Pengaruh jangka panjang dari perkembangan dunia pertanian dan industri dalam sistem pertanian modern, ternyata menghasilkan dampak negatif yang besar terhadap ekosistim alam. Pencemaran oleh bahan-bahan kimia beracun akibat tingginya intensitas pemakaian pupuk, pestisida dan herbisida telah lama diketahui. Demikian pula dengan ketahanan (resistensi) hama yang semakin meningkat terhadap pestisida akibat penyemprotan yang semakin tinggi serta pencemaran air tanah maupun sungai oleh senyawa nitrat akibat peggunaan pupuk yang berlebihan. Pertanian modern juga telah mengurangi keragaman spesies tanaman secara drastis akibat penerapan sistem monokultur secara besar-besaran. Ekosistem alam yang semula tersusun sangat kompleks, berubah menjadi ekosistem yang susunannya sangat sederhana akibat berkurangnya spesies tanaman tersebut. Hal ini bertentangan dengan konsep pertanian berkelanjutan, yang selain memperhatikan pemenuhan kebutuhan manusia yang selalu meningkat dan berubah, sekaligus mempertahankan atau meningkatkan kualitas lingkungan dan melestarikan sumber daya alam.

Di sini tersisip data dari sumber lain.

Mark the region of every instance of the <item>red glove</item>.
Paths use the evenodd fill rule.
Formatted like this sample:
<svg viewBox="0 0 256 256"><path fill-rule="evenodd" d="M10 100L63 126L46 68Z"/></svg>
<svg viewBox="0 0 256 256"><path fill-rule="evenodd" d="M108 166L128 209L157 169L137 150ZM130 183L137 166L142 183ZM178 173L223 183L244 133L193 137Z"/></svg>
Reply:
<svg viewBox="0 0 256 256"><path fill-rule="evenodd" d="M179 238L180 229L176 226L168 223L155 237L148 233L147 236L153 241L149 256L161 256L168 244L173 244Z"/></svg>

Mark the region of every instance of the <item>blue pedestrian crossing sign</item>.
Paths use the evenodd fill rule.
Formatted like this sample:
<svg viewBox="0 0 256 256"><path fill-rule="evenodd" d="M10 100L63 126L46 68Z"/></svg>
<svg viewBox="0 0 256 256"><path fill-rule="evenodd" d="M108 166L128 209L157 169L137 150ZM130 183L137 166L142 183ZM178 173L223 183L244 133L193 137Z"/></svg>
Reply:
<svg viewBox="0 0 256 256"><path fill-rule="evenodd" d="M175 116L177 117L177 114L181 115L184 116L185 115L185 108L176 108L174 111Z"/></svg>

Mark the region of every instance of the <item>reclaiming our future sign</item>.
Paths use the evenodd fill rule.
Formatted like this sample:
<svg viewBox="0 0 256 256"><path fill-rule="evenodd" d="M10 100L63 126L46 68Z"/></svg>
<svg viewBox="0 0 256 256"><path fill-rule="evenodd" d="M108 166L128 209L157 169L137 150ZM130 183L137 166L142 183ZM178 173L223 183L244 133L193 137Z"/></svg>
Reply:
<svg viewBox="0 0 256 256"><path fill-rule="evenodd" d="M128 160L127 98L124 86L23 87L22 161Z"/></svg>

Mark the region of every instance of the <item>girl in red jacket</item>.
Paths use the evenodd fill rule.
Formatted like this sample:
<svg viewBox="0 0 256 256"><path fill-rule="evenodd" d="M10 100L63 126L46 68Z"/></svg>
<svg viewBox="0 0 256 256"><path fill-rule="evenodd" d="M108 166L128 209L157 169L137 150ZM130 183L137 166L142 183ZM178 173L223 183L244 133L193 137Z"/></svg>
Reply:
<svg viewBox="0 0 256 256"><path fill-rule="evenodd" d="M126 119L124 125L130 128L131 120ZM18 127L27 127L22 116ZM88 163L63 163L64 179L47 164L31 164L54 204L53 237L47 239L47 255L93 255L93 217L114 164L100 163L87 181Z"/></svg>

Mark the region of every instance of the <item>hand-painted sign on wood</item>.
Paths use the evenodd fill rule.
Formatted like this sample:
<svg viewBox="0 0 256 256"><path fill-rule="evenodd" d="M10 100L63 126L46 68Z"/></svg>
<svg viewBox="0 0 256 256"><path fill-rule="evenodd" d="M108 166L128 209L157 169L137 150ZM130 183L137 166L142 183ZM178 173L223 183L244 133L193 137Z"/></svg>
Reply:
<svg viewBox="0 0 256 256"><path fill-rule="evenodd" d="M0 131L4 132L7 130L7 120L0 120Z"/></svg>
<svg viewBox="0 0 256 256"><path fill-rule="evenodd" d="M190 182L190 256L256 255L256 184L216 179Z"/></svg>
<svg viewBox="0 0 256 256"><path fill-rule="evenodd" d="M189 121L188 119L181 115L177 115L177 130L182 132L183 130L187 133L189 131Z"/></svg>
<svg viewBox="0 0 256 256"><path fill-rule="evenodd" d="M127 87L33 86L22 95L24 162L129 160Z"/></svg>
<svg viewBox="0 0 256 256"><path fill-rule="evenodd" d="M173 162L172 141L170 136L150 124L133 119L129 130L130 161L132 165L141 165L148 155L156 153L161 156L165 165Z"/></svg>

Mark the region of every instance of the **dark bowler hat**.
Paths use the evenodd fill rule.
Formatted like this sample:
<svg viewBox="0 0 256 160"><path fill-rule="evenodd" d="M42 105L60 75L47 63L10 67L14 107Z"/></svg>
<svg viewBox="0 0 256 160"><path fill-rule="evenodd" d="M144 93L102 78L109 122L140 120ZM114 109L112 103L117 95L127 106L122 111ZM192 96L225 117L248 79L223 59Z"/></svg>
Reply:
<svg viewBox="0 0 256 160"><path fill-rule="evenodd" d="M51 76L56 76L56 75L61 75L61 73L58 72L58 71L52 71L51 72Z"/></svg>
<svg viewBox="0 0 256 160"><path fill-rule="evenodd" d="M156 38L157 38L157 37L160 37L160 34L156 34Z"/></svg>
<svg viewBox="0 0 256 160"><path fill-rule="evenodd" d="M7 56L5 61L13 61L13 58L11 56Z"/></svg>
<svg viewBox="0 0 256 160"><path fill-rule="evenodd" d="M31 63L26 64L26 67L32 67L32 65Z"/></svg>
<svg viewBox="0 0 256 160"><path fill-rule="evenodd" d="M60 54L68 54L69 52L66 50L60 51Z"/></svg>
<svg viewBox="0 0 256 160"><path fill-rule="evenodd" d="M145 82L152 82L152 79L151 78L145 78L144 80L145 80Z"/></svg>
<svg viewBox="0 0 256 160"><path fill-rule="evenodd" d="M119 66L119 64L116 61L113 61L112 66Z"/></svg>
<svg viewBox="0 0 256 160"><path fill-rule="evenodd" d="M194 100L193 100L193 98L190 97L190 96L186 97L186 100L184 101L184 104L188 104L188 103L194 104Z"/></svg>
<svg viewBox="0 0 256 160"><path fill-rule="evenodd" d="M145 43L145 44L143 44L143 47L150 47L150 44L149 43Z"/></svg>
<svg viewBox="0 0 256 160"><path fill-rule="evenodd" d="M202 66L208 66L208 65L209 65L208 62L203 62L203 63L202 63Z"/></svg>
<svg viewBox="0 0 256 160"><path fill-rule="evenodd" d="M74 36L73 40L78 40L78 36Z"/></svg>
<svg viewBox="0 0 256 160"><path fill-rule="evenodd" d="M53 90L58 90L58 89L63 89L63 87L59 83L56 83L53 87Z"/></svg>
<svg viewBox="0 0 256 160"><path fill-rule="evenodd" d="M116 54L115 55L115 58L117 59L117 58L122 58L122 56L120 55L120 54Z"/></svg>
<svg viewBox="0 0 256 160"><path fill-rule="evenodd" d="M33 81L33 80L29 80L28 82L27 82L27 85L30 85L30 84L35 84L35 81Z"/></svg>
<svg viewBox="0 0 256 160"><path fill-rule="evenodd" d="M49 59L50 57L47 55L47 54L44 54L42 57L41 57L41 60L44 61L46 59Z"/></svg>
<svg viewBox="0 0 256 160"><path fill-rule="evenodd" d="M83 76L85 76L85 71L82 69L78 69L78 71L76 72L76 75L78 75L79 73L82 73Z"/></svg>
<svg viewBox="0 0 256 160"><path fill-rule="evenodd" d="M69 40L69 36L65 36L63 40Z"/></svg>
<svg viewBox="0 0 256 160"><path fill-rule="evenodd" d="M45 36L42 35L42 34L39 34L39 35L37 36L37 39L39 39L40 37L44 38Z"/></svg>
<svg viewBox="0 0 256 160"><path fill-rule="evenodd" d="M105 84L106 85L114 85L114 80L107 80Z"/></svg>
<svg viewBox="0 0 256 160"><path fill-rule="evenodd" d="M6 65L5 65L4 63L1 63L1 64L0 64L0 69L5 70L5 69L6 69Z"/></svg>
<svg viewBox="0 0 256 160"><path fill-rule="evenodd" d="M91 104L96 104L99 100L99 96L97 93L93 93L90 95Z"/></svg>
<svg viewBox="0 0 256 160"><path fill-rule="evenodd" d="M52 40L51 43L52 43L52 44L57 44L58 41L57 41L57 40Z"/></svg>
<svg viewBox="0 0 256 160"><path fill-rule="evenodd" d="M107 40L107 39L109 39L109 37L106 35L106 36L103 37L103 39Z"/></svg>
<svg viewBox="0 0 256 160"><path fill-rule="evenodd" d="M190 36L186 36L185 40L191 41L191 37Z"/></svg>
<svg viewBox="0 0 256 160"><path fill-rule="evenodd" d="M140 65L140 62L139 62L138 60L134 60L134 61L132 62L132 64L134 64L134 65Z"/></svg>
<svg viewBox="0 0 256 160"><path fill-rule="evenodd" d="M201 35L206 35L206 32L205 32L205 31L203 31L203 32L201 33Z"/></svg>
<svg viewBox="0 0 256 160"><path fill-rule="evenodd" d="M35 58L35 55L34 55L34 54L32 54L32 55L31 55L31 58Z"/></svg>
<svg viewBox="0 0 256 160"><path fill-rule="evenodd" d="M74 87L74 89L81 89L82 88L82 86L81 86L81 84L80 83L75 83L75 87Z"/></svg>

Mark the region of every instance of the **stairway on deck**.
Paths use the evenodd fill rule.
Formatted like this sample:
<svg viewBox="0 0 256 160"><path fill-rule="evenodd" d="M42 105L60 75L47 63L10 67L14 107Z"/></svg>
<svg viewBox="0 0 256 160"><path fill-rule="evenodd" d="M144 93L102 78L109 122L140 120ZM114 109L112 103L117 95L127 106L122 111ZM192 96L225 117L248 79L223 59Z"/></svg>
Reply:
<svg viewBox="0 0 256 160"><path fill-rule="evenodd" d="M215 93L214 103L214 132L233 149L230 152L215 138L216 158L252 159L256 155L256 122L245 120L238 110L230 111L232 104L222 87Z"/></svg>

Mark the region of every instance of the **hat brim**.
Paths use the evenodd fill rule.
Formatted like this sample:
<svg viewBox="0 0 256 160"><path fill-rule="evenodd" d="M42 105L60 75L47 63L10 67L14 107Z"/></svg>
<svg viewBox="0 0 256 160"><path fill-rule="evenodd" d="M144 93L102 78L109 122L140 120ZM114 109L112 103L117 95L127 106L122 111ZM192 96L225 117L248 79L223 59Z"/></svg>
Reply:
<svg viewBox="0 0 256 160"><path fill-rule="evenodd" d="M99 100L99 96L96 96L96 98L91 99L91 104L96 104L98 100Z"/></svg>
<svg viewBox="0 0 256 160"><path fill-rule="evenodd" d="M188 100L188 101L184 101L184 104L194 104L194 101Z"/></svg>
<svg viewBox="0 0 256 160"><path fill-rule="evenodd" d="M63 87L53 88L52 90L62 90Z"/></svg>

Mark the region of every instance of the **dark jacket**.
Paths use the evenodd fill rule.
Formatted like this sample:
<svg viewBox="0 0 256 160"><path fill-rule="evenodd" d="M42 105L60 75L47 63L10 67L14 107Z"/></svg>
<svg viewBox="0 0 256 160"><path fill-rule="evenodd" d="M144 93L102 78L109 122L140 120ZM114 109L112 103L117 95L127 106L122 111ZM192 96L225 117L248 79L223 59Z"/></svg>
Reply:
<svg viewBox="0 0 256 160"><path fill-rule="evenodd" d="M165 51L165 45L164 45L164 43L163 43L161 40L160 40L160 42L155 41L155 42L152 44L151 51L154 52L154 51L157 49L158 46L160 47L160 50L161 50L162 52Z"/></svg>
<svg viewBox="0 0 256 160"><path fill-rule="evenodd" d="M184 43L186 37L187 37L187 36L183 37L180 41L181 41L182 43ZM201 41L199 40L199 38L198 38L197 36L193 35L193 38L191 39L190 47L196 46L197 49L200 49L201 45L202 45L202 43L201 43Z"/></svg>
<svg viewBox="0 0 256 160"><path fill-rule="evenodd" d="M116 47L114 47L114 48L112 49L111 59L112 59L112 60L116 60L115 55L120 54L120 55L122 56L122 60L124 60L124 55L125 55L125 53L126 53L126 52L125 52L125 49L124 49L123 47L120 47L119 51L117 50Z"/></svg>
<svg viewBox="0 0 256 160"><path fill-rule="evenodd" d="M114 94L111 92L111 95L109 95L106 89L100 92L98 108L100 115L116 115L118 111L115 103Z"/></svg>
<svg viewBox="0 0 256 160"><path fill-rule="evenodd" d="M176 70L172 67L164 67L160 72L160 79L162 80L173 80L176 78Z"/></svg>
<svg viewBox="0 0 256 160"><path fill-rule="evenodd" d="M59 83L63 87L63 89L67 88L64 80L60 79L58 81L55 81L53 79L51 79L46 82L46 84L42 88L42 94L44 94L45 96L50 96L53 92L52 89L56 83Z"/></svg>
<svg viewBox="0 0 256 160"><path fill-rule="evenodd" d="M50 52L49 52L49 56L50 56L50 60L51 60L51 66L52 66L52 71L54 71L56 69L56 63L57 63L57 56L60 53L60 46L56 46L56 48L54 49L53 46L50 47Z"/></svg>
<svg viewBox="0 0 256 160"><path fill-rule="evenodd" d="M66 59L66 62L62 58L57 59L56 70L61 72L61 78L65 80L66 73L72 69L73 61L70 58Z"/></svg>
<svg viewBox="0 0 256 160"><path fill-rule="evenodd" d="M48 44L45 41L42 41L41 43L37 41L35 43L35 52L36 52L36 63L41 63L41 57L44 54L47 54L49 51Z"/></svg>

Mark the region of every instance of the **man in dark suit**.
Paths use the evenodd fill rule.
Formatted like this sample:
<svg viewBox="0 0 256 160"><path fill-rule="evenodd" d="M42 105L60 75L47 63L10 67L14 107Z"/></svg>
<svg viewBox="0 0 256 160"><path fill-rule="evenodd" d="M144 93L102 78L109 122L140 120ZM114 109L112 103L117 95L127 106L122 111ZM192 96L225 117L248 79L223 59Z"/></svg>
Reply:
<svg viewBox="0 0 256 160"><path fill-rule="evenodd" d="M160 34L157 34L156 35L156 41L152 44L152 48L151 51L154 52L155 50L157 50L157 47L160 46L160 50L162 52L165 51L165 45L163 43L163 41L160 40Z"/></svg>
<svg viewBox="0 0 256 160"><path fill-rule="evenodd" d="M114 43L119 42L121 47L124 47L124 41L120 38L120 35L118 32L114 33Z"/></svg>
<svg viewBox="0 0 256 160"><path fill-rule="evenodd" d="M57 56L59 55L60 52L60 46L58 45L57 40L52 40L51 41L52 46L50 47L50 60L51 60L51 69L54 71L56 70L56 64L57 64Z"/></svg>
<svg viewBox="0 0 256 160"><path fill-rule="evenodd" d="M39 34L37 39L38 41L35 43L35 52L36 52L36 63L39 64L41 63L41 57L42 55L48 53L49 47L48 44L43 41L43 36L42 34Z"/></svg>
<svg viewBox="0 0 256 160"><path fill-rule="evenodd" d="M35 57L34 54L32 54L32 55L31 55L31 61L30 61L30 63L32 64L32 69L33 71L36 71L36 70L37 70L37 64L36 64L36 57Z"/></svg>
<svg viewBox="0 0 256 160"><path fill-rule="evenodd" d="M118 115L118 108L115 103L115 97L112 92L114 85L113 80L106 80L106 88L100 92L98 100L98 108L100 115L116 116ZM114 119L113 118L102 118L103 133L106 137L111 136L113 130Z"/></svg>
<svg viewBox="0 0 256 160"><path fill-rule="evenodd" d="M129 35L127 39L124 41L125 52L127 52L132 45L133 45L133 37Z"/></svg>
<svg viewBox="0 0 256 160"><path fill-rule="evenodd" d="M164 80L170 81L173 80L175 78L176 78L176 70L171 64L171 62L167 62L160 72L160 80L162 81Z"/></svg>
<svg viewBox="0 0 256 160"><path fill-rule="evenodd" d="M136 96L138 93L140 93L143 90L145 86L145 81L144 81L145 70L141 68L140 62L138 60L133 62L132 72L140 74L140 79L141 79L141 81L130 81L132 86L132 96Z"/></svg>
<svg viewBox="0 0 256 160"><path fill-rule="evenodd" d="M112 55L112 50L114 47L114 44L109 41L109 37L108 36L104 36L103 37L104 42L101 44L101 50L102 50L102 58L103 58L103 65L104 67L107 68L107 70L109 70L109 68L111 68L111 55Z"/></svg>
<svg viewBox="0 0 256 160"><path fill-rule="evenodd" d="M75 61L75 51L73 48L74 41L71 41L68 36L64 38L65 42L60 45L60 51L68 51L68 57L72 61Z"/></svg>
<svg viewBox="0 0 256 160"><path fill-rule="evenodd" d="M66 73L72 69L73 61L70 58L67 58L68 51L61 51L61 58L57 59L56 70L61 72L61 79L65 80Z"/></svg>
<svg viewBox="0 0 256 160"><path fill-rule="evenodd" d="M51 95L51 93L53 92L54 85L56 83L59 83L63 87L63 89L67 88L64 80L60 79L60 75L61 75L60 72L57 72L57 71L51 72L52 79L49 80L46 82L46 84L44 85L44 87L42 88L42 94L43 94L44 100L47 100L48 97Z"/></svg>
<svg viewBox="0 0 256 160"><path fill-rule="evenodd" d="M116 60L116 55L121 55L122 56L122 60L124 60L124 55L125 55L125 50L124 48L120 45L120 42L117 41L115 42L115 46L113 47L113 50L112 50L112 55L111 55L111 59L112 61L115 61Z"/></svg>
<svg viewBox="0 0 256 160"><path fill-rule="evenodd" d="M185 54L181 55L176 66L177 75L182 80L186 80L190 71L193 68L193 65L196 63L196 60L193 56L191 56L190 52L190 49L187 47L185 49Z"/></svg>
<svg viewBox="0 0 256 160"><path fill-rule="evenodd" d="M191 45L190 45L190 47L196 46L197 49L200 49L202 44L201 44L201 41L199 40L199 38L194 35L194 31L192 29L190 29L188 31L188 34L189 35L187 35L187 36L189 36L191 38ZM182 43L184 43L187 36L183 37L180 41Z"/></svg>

Sistem pertanian semakin tergantung pada input-input luar sebagai berikut : kimia buatan (pupuk, pestisida), benih hibrida, mekanisasi dengan pemanfaatan bahan bakar minyak dan juga irigasi. Konsumsi terhadap sumber-sumber yang tidak dapat diperbaharui, seperti minyak bumi dan fosfat sudah dalam tingkat yang membahayakan. Bersamaan dengan meningkatnya kebutuhan akan produk pertanian, maka teknologi baru untuk pengembangan varietas baru, seperti jagung, padi, gandum serta tanaman komersial lainnya juga nampak semakin menantang. Namun demikian, pemanfaatan input buatan yang berlebihan dan tidak seimbang, bisa menimbulkan dampak besar, bukan hanya terhadap ekologi dan lingkungan, tetapi bahkan terhadap situasi ekonomi, sosial dan politik diantaranya dengan adanya ketergantungan pada impor peralatan, benih serta input lainnya. Akibat selanjutnya adalah menyebabkan ketidakmerataan antar daerah dan perorangan yang telah memperburuk situasi sebagian besar petani lahan sempit yang tergilas oleh revolusi hijau (Sach, 1987 dalam Reijntjes, Haverkort, dan Bayer, 1999).
Dalam rangka memasuki revolusi hijau kedua ini kita belajar dari kenyataan bahwa teknologi maju dan mahal akan memproduksi barang yang mahal pula termasuk makanan. Pengkajian kembali teknologi yang tidak hanya berorientasi kepada penggunaan energi secara maksimal dan intensif akan tetapi juga berusaha menerapkan low input sustainable agriculture (LISA). Untuk Indonesia dan negara berkembang lainnya, dua tujuan harus tetap sejalan dan seimbang yaitu peningkatan produktivitas dan produksi di satu pihak dan pencapaian keberlanjutan sistem produksi, peningkatan kesejahteraan petani dan pelestarian lingkungan di lain pihak yang memerlukan langkah terobosan di bidang penelitian (Tiharso, 1992).
Untuk mengantisipasi berbagai dampak negatif yang ditimbulkan, maka sangat dibutuhkan adanya suatu sistem pertanian yang efisien dan berwawasan lingkungan, yang mampu memanfaatkan potensi sumberdaya setempat secara optimal bagi tujuan pembangunan pertanian berkelanjutan.